Halkların Eşitlik ve Demokrasi Partisi (DEM Parti) Sözcüsü Ayşegül Doğan, güncel siyasi gelişmelere dair partisinin Genel Merkezi’nde basın toplantısı düzenledi.
Konuşmasına, Kobanî Davası’na ilişkin açıklanan gerekçeli karara dair değerlendirmelerle başlayan Doğan, “Bu dava sadece DEM Parti, seçmenlerini ilgilendirmiyor. Tüm Türkiye’nin herkesin özgürlük eşitlik barış demokrasi ve adalet hakkını ilgilendiriyor. Bunca zaman sonra ortaya çıkan gerekçeli kararın hukukla bir ilgisi ülke adına ne yazık ki yok” ifadelerini kullandı.
“Gerekçe bulabilselerdi yazarlardı”
15 günde yazılabilecek bir gerekçenin 13 ay sonra yazılmasını eleştiren Doğan, “Bu süre boyunca yine insanların özgürlük hakları ellerinden alınmaya devam edildi. Kısıtlı bir temyiz süresi var. 32 bin 630 sayfa ortaya çıktı. Zaten hukuki gerekçe bulabilselerdi 32 bin 630 sayfaya ihtiyaç duymadan bu hukuki gerekçeyi yazarlardı” dedi.
“Hepimizin hayatları içeride”
Sözlerine Selahattin Demirtaş’ın savunmasından alıntı yaparak devam eden Doğan, ‘bu bir siyasi intikam, bir rövanş davası’ dedi. Kobanî Davası’nın ‘demokratik siyaseti kuşatma davası’ olduğuna dair şu açıklamaları yaptı:
“Yeni süreçte Türkiye’nin demokratik siyaset alanının genişlemesi ihtiyacından ve bunun içinde bir takım çözüm önerilerinden bahsediyoruz. Hangi kesimden olursa olsun bugün Türkiye’de hangi dilde konuşursa konuşsun herkesin ortak ihtiyacı adalet duygusudur. Hırpalanmış tahrip edilmiş bu adalet duygusunun tesis edilmesi gerekiyor. Bu sebeple Kobanî davası çok önemli bir emsal dava. Bakın yalnızca siyasetçiler değil gazeteciler de kuşatılmış vaziyette. Bir yandan RTÜK cezaları, bir yandan soruşturmalar, bir yandan kendi ayağıyla ifade vermeye giden gazeteciye tutuklama kararı. Şimdi bu belirsizlikleri, bu endişeleri artırmanın nasıl bir anlamı var? Hepimizin hayatları içerde tutuluyor.”

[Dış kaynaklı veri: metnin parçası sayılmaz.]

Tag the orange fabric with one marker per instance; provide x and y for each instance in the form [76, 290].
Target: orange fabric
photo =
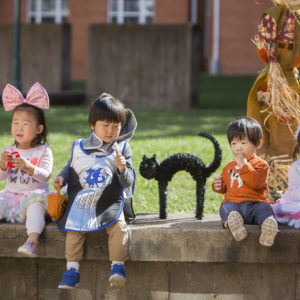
[56, 203]
[246, 184]
[262, 55]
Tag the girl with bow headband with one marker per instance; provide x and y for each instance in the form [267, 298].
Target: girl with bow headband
[287, 208]
[27, 164]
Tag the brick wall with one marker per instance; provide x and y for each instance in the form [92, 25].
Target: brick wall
[80, 17]
[239, 20]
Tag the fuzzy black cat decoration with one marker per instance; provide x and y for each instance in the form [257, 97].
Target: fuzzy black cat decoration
[163, 173]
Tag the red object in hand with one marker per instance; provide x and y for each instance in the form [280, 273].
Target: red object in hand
[13, 155]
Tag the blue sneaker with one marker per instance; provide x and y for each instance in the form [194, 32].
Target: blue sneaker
[70, 279]
[117, 276]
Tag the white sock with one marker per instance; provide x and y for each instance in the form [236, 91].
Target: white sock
[117, 262]
[74, 265]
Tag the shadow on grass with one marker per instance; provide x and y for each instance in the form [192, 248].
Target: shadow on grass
[73, 120]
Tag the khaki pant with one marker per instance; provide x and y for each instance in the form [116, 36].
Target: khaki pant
[117, 242]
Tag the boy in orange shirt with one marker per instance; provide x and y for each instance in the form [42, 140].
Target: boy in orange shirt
[244, 183]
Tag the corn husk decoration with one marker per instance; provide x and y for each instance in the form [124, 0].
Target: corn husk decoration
[280, 98]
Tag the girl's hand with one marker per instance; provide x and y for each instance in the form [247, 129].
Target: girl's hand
[5, 158]
[57, 182]
[23, 164]
[120, 162]
[217, 184]
[240, 159]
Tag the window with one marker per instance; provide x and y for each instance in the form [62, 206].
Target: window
[130, 11]
[47, 11]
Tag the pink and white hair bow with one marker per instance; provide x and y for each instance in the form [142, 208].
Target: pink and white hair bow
[36, 96]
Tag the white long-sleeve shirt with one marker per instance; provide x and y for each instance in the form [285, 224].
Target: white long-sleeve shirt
[18, 181]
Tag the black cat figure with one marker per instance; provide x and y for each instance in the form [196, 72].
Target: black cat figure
[163, 173]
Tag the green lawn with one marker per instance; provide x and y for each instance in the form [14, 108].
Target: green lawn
[160, 132]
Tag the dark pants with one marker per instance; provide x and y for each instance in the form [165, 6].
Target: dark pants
[252, 212]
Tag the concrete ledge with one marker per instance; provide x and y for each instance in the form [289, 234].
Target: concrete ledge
[178, 258]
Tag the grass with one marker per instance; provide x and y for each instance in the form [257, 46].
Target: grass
[160, 132]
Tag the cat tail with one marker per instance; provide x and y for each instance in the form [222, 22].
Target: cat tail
[214, 165]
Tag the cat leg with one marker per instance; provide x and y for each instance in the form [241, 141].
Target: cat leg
[200, 192]
[163, 196]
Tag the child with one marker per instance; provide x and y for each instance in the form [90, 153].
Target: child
[287, 209]
[244, 183]
[99, 168]
[26, 165]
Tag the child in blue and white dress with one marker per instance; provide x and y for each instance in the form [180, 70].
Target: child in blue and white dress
[99, 175]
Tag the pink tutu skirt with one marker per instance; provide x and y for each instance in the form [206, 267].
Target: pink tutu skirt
[13, 206]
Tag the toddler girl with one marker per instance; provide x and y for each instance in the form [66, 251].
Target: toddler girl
[287, 209]
[26, 166]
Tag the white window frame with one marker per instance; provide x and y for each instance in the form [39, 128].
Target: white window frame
[120, 14]
[38, 14]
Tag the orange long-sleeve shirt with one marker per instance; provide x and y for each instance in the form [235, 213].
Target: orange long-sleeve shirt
[248, 183]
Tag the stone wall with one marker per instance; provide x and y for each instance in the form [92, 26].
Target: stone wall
[146, 66]
[179, 258]
[44, 53]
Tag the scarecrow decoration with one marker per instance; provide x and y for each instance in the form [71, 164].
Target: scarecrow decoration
[274, 98]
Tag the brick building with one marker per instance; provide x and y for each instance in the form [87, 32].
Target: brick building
[227, 26]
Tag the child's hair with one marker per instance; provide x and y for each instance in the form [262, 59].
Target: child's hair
[107, 108]
[41, 138]
[245, 127]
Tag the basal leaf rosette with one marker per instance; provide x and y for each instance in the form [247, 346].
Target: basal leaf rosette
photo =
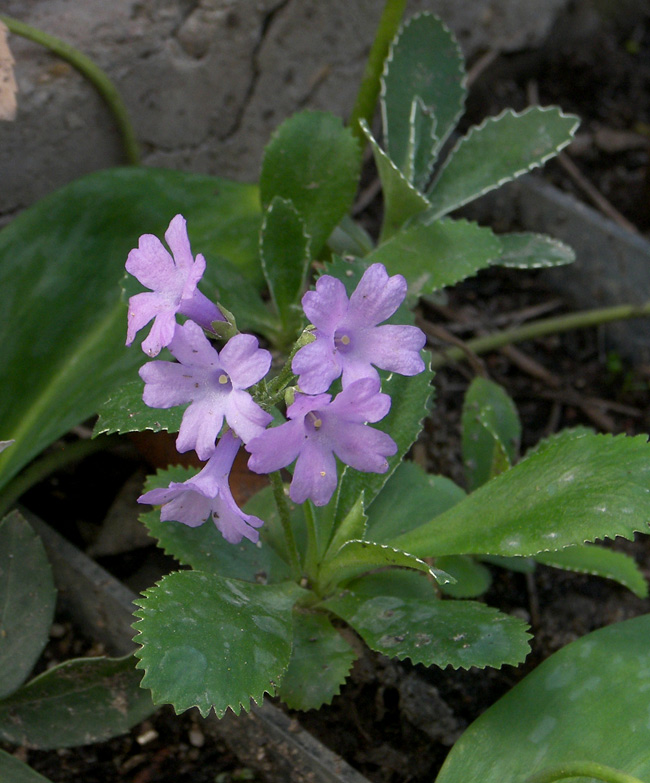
[214, 643]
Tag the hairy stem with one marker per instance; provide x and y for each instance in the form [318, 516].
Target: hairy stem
[90, 71]
[582, 769]
[364, 106]
[49, 463]
[283, 511]
[562, 323]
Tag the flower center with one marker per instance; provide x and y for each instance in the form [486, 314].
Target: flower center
[314, 420]
[342, 341]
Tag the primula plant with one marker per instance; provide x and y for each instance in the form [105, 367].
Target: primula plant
[290, 338]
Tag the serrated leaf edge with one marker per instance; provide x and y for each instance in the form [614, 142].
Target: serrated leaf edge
[389, 59]
[514, 175]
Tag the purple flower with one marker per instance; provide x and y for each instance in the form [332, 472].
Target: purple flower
[348, 339]
[173, 282]
[208, 495]
[213, 383]
[318, 429]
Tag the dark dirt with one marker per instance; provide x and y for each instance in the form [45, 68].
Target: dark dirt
[396, 722]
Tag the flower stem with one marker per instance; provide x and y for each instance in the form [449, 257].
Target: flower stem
[562, 323]
[283, 510]
[582, 769]
[90, 71]
[312, 555]
[364, 106]
[55, 460]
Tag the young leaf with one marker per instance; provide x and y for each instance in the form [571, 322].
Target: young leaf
[401, 200]
[320, 661]
[124, 411]
[75, 703]
[472, 578]
[437, 255]
[600, 562]
[212, 642]
[491, 431]
[314, 162]
[445, 633]
[533, 251]
[284, 250]
[497, 151]
[14, 771]
[425, 63]
[409, 498]
[570, 490]
[587, 702]
[410, 399]
[27, 600]
[204, 548]
[69, 309]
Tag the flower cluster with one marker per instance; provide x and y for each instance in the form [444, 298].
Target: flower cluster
[349, 342]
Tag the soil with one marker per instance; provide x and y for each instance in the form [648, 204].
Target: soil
[601, 73]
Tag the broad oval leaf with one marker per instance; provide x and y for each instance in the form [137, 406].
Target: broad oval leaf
[491, 431]
[587, 702]
[212, 642]
[433, 632]
[599, 561]
[313, 161]
[570, 490]
[425, 63]
[356, 557]
[27, 600]
[409, 498]
[499, 150]
[75, 703]
[441, 254]
[320, 661]
[62, 321]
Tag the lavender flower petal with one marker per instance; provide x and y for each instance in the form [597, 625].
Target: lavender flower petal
[208, 495]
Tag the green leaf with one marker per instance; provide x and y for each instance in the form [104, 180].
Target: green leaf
[76, 703]
[410, 399]
[599, 562]
[409, 498]
[533, 251]
[284, 249]
[14, 771]
[588, 702]
[124, 411]
[234, 291]
[320, 661]
[497, 151]
[472, 578]
[437, 255]
[569, 491]
[356, 557]
[313, 161]
[425, 63]
[491, 431]
[27, 600]
[213, 642]
[204, 548]
[401, 200]
[444, 633]
[62, 323]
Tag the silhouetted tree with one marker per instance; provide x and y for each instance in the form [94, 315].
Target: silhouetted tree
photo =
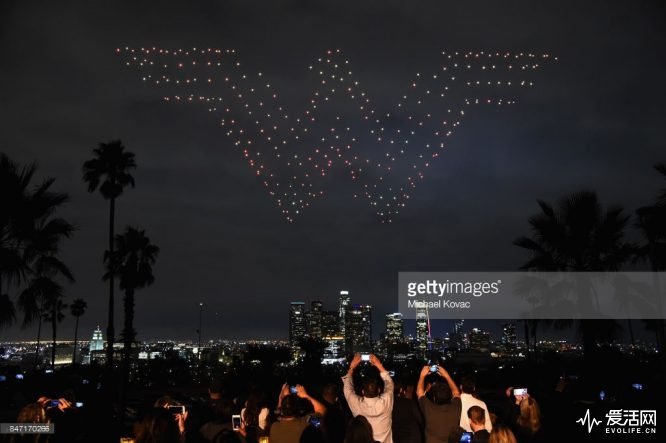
[53, 313]
[651, 223]
[579, 236]
[133, 262]
[77, 309]
[25, 226]
[109, 171]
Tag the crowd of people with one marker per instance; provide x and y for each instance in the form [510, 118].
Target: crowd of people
[365, 406]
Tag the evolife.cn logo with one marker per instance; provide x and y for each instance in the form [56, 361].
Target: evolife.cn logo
[623, 421]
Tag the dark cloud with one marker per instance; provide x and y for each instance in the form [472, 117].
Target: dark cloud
[593, 120]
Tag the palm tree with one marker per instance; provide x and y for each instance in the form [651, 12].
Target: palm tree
[77, 309]
[133, 262]
[651, 222]
[578, 236]
[109, 171]
[29, 235]
[53, 314]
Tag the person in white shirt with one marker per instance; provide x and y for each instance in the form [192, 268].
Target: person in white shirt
[467, 398]
[374, 403]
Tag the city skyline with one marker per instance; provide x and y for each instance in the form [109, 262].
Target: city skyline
[589, 122]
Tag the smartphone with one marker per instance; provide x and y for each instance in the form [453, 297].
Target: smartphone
[177, 409]
[235, 422]
[53, 403]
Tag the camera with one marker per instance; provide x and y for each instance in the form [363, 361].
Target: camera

“Bu iklimde değişime ihtiyacımız var”
“Yeni iklimde değişime ve bunu destekleyecek gelişmelere ihtiyacımız var” diyen Doğan, şöyle devam etti:
“Evet, bunlar tek başına Kürt meselesini çözmez. Türkiye’nin demokrasi sorununu çözmez elbette. Ama bunlar önemli başlangıçlar ve bu tür başlangıçlar toplumda farklı duygular yaratabilir. Bu duygular da bizi daha kolay ortaklaştırabilir toplumsal ortaklığı güçlendirebilir. İşte güçlendirici adımlar böyle olabilir. Yoksa siz toplumun gerçeklik algısını yerle bir edip asıl hedef olan demokratik siyaset alanını daraltmak ya da HDP’nin demokratik siyaset meşruiyetini kullanmak için bunu elverişli bir malzeme olarak kullanmaya devam ederseniz toplum sorgular sorar ve endişelerini itirazlarını yüksek sesle ifade eder. Demokratik siyaset hakkı suç değildir. HDP’li olmak, DEM Parti’li olmak, ortak değerler için mücadele etmek suç değildir.”

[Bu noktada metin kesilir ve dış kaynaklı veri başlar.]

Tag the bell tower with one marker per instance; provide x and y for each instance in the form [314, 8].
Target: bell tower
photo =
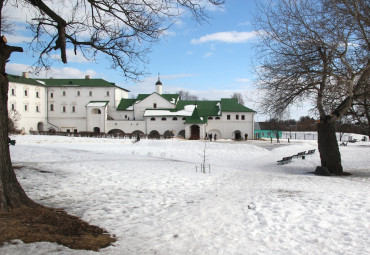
[158, 86]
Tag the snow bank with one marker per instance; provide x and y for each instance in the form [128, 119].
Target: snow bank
[149, 195]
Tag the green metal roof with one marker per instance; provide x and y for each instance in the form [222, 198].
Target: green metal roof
[204, 108]
[125, 103]
[63, 82]
[20, 79]
[168, 97]
[195, 118]
[77, 82]
[232, 105]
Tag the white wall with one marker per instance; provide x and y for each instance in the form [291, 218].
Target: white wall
[125, 126]
[27, 105]
[118, 95]
[165, 125]
[227, 127]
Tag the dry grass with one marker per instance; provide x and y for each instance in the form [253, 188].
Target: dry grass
[51, 225]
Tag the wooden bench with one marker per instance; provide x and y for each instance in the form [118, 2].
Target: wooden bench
[285, 160]
[11, 142]
[300, 154]
[311, 152]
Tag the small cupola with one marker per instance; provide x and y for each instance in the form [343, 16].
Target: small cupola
[158, 86]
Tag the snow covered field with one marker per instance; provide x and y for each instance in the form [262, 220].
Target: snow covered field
[149, 195]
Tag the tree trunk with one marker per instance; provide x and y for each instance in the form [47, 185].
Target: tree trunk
[328, 147]
[12, 194]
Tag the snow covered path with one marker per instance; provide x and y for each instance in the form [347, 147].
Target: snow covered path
[149, 195]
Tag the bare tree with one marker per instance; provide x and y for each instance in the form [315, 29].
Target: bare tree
[121, 30]
[185, 95]
[313, 50]
[238, 97]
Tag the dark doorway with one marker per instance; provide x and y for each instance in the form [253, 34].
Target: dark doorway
[238, 135]
[194, 132]
[40, 126]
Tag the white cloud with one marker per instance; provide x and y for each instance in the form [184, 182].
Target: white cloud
[242, 80]
[208, 54]
[228, 37]
[247, 23]
[15, 39]
[79, 58]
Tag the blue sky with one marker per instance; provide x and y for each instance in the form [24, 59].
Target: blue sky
[211, 60]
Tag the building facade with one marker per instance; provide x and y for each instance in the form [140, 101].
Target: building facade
[95, 105]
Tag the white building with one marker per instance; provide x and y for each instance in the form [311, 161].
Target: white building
[95, 105]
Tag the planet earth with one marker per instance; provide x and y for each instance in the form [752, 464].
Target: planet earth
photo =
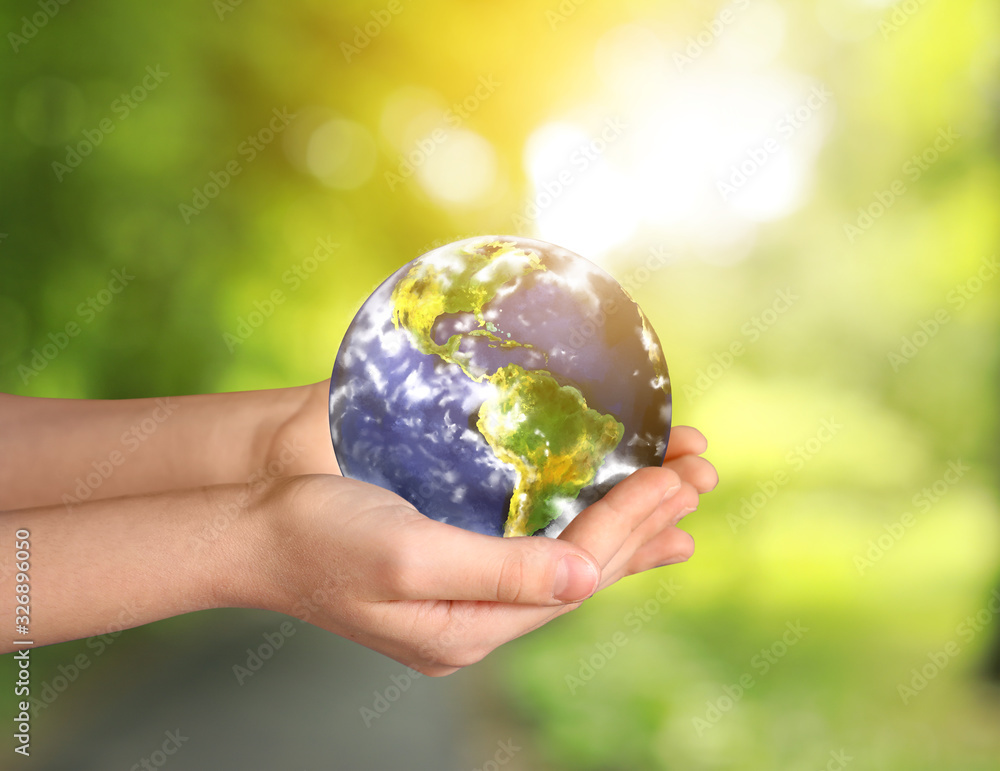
[499, 384]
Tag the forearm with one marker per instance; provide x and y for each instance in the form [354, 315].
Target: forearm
[70, 451]
[125, 562]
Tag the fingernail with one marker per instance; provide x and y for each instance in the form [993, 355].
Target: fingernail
[683, 513]
[576, 579]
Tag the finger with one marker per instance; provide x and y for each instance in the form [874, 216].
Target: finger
[604, 526]
[670, 547]
[696, 470]
[435, 561]
[685, 440]
[668, 513]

Komisyon ‘özel yetkili’ olmalı
Meclis’te kurulması beklenen komisyonun ‘özel yetkili bir komisyon’ olması gerektiğine dikkat çeken DEM Parti sözcüsü Doğan, bu konudaki son gelişmeleri şöyle aktardı:
“Temelde şöyle bir mutabakat var. Komisyon kurulmalı. Biz DEM Parti olarak bunu büyük bir memnuniyetle karşılıyoruz ve ayrıca bunun öneminin farkında olarak çalışıyoruz. Bizim bu konuda taslağımızın hazır olduğunu söylemiştik. Bu taslağı pazartesi günü Meclis Başkanı Numan Kurtulmuş’a diğer siyasi partilerin de yapacağı gibi sunacağız. Komisyon konusunda kendilerinin olumlu yapıcı yaklaşımlarını da olumlu buluyoruz.
“Konsensüs arayışı devam ediyor”
Cumhurbaşkanı Erdoğan’ın da yaptığı açıklamalar var konuya ilişkin. Tüm bunlar genel bir konsensüse işaret ediyor. Bu konsensüse ilişkin şuan için detaylı bilgi verecek durumda değiliz. Çünkü konsensüs arayışı devam ediyor buna ilişkin görüşmeler devam ediyor. Dün İmralı Heyetimiz Pervin Buldan ve Mithat Sancar Meclis Başkanı Numan Kurtulmuş ile bir görüşme gerçekleştirdiler. Akabinde görüşmenin içeriğine dair komisyonla ilgili de fikirlerini açıkladılar. Biz bu konuda niye ciddiyetle yaklaşılması gerektiğini ısrarla belirtiyoruz. Diyoruz ki sözünü ettiğimiz konu insan hayatı. Silahların tümden devre dışı bırakılması ve bunun için gerekli tüm mekanizmaların bir an evvel geciktirilmemesi gerekiyor.”